14:18:21 <jungleboyj> smcginnis_:  ++
14:18:22 <smcginnis_> The issue raised is that will eventually break.
14:18:27 <rosmaita> i guess we could blacklist them from tests?
14:18:29 <tosky> smcginnis_ but with removals part
14:18:42 <smcginnis_> So the options are either to remove them completely, or move them somewhere out of the way.
14:18:42 <eharney> putting drivers in a separate repo also means you have to figure out how to keep dependencies in sync, or nobody will actually be able to install the unsupported drivers
14:18:58 <smcginnis_> eharney: Yeah, it just moves the problem really.
14:18:59 <jungleboyj> :-(
14:19:23 <jungleboyj> And since the vendors aren't maintaining them then it is unlikely anyone is going to do that work.
14:20:00 <e0ne> jungleboyj: +1
14:20:10 <m5z> maybe we could move to unsupported list and when any dependency fails remove it?
14:20:23 <tosky> smcginnis_: wouldn't it be possible to disable the setuptools entry points (if they are used; at least for sahara we used them)
14:20:23 <tosky> IMHO, and from the past experience with sahara, either everything should stay in-tree as it is, or each driver should have its own repository from the start
14:20:23 <tosky> any other solution is looking for troubles :)
14:20:24 <smcginnis_> m5z: Was just thinking that.
14:20:32 <smcginnis_> That might be a good compromise.
14:21:02 <rosmaita> m5z: that is a good idea
14:21:14 <rosmaita> i'd prefer to just have one repo
14:21:20 <jungleboyj> rosmaita: ++
14:21:21 <smcginnis_> But then it's a fire and we can't wait to see if they get an update to any dependencies.

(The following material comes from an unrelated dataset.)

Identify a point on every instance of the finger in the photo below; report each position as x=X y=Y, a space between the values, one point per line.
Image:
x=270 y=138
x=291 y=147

14:21:32 <smcginnis_> But probably better than just nuking them right away.
14:21:47 <jungleboyj> :-)
14:22:36 <rosmaita> maybe we could have unsupported -> unit test failures -> removal before next release
14:22:46 <lseki> ++
14:22:52 <rosmaita> we would blacklist as soon as we hit unit test failures
14:22:54 <smcginnis_> We couldn't do removal before next release.
14:22:55 <sfernand> ++
14:23:08 <smcginnis_> It would have to be removal before we can merge anything else because suddenly the gate it borked.
14:23:18 <jungleboyj> Yeah.
14:23:43 <rosmaita> if we blacklisted the tests, wouldn't that unblock the gate?
14:23:44 <jungleboyj> So, it goes away in that release, but that is ok because it was already unsupported.
14:24:25 <smcginnis_> rosmaita: So add a SkipTest to get around it right away, then remove by ~milestone-3 if not fixed?
14:24:37 <smcginnis_> I think I'd rather just remove it at that point.
14:24:59 <jungleboyj> Yeah, not sure the value of delaying the removal.
14:24:59 <rosmaita> well, the skip test would give them a final few weeks to get it done
14:25:00 <smcginnis_> They can always propose a revert if dependencies are fixed, but considering it is already unsupported, that's not likely.
14:25:09 <jungleboyj> Fair enough.
14:25:58 <m5z> smcginnis_: +1
14:26:52 <rosmaita> ok, so we would remove an unsupported driver from the tree immediately upon it causing test failures in the gate
14:26:55 <jungleboyj> smcginnis_:  That is like what we are currently doing.
14:27:17 <smcginnis_> jungleboyj: We wouldn't remove it the cycle after marking unsupported though.
14:27:25 <smcginnis_> Only as soon as it starts causing failures.
14:27:30 <eharney> i think in a lot of cases we can opt to just fix the failing tests ourselves -- this is part of why it's useful to keep them in the tree
14:27:46 <smcginnis_> That might be an option is its something trivial.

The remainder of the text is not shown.